The united States is in no danger of lapsing into the religious authoritarianism of Ayatollah Khomeini's Iran. Yet the blending of church and state which has gone to extremes in Iran remains a warning against the persisent efforts to whittle away at the wall between church and state in America. And every indication of resistance to such efforts merits recognition.

Of concern this year is the lobbying to enlist the new Department of Education in the attempt to legislate tuition tax credits for parents of children in private schools, including the religiously affiliated schools which constitute the great majority of them. And there has been new political assault on the United States Supreme Court's admirable record of upholding the First Amendment's prohibition against establishing religion.

Meanwhile, on the state and local level, the nibbling at constitutional safeguards continues. It often appears to be for the best motives -- bringing a spiritual element into public education through school prayers, for example, or construing tax credits or other subsidy as aid for individual students and parents rather than for the religious schools they support. Yet the best protection for free exercise of religion lies in keeping government at every level out of it.

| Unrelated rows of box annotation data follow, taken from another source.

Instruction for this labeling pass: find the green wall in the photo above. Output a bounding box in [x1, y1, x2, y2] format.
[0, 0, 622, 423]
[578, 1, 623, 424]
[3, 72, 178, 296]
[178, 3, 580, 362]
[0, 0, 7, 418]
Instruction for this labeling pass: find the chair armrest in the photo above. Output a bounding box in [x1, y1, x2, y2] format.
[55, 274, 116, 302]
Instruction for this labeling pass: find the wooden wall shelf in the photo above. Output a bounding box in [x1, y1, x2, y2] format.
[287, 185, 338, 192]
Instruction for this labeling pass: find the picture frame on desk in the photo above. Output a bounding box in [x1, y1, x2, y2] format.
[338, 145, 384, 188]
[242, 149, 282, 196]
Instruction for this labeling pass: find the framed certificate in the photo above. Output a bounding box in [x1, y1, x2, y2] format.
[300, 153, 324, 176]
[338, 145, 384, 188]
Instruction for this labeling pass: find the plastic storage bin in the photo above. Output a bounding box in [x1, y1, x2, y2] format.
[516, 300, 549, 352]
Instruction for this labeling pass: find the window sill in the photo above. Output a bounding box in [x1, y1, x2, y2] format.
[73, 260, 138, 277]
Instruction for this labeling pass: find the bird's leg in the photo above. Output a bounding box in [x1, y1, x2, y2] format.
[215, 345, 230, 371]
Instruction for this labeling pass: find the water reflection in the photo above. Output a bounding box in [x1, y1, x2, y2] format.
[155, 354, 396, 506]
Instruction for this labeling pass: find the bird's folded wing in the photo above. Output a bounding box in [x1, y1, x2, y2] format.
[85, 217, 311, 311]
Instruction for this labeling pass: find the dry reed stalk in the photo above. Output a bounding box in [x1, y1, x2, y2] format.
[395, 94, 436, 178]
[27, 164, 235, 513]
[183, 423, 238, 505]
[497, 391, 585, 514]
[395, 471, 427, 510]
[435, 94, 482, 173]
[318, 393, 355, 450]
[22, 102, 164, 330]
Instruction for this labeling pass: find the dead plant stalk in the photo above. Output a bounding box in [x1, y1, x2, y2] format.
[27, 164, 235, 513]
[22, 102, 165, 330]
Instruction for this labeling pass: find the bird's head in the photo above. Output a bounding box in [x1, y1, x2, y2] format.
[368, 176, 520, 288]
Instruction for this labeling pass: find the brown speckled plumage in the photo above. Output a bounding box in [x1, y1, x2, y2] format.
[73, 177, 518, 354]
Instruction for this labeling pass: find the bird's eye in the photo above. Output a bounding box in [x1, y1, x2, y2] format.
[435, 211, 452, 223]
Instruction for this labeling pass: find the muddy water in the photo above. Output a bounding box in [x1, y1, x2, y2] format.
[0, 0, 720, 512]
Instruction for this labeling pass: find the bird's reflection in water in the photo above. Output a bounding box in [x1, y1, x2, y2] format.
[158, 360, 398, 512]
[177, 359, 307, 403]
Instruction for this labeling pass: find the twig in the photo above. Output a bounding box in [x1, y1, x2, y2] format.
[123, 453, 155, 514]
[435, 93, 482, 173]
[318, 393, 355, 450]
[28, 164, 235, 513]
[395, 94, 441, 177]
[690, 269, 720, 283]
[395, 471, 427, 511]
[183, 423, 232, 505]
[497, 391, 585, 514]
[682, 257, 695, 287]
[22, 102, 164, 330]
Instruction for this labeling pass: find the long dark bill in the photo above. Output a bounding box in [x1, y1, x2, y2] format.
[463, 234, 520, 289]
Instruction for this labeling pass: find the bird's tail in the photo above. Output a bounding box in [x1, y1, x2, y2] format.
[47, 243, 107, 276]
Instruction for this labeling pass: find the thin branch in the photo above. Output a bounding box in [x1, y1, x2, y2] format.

This point has evidently been seen by the public in California, where three initiative campaigns for state funding of parochial and private schools failed to get the signature to go on the ballot in June. And just this month the Massachusetts Supreme Judicial Court struck down a new state school prayer law that tried to avoid constitutional problems by having student volunteers conduct the prayers and allowing students to leave the room if they did not want to participate. The court ruled that the "voluntary" aspect could not save the law from unconstitutionality.

Indeed, for truly voluntary prayer, no law needs to be passed to call for volunteers. Such prayer is between the individual and God; this is the fundamental religious relationship which must be kept free at every stage where the separation of church and state is threatened.